Impact
Jackson Databind, a core component of the Jackson library, processes JSON into in-memory tree structures. In versions 2.13.0 up to, but not including, 2.14.0, an attacker can craft JSON with thousands of nested levels. When the application reads this deeply nested JSON into a JsonNode via ObjectMapper.readTree() and later serialises it back to a string using JsonNode.toString(), the library recurses through the nested structure without proper depth checks. This recursion can exhaust call stack space or consume excessive CPU and memory, potentially causing a StackOverflowError or severe resource exhaustion.
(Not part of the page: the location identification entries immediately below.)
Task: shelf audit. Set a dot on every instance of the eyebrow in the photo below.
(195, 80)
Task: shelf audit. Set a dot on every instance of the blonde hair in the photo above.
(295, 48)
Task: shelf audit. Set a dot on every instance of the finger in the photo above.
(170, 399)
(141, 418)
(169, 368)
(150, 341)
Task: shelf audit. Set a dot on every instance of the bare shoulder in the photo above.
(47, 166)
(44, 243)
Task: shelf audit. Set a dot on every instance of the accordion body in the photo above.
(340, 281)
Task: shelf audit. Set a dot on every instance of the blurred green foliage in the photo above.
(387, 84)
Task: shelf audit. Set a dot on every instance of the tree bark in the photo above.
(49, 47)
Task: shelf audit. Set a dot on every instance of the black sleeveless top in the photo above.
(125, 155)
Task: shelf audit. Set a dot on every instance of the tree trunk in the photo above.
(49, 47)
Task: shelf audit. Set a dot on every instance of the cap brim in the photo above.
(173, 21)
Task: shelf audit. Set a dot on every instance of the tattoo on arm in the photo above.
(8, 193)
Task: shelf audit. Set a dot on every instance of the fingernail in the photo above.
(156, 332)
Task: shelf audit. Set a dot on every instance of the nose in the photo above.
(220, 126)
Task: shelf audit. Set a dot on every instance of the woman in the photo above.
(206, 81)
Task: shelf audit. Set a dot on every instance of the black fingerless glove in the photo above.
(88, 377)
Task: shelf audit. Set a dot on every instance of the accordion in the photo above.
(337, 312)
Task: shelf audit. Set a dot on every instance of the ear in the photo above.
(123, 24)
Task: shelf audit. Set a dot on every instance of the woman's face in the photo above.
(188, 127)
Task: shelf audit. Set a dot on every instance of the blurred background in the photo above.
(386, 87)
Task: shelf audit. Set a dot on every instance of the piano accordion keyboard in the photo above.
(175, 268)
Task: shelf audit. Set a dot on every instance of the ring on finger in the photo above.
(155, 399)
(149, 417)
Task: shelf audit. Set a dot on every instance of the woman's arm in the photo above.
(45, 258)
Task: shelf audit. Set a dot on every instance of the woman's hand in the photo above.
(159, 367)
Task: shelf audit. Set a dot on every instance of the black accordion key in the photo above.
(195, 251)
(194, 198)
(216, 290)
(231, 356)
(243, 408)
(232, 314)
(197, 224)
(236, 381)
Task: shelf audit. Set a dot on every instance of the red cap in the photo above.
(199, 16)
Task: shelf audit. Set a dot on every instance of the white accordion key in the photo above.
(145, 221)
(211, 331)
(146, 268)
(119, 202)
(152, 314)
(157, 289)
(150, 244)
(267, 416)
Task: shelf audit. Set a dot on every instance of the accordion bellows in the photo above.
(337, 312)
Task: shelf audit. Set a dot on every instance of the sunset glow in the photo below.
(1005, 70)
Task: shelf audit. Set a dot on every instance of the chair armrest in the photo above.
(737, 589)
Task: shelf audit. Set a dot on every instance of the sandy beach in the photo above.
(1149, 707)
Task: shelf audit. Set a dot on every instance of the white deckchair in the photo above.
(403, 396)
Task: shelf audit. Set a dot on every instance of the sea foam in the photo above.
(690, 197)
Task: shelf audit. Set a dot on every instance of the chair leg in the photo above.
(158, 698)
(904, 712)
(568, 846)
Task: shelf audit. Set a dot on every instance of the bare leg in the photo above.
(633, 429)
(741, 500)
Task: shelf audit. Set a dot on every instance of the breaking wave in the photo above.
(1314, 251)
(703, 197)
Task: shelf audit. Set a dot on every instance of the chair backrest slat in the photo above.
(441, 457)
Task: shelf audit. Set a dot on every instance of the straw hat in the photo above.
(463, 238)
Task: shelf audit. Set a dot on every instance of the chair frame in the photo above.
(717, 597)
The flaw is categorized as a CWE‑400: Uncontrolled Resource Consumption, resulting in a denial‑of‑service condition for the affected process.
Affected Systems
The affected software is FasterXML’s Jackson Databind library, specifically releases from version 2.13.0 up to, but not including, 2.14.0. Systems that incorporate these library versions and use readTree() to parse external JSON—such as web APIs, configuration loaders, or message consumers—are vulnerable. Updating to any version starting with 2.14.0, where the fix is applied, removes the vulnerability.
Risk and Exploitability
The CVSS base score is 6.3, indicating a moderate severity denial‑of‑service situation. No EPSS score is available, and the vulnerability is not listed in the CISA KEV catalog. An attacker only needs to send a crafted request containing a deeply nested payload to trigger the issue; it is inferred that authentication is not required, based on the description, and the exploit can be performed over any network interface that accepts JSON input. In environments with high request volumes, concurrency can amplify the resource drain, potentially bringing services to a halt. Therefore, while the risk is moderate, the potential impact on availability warrants immediate attention.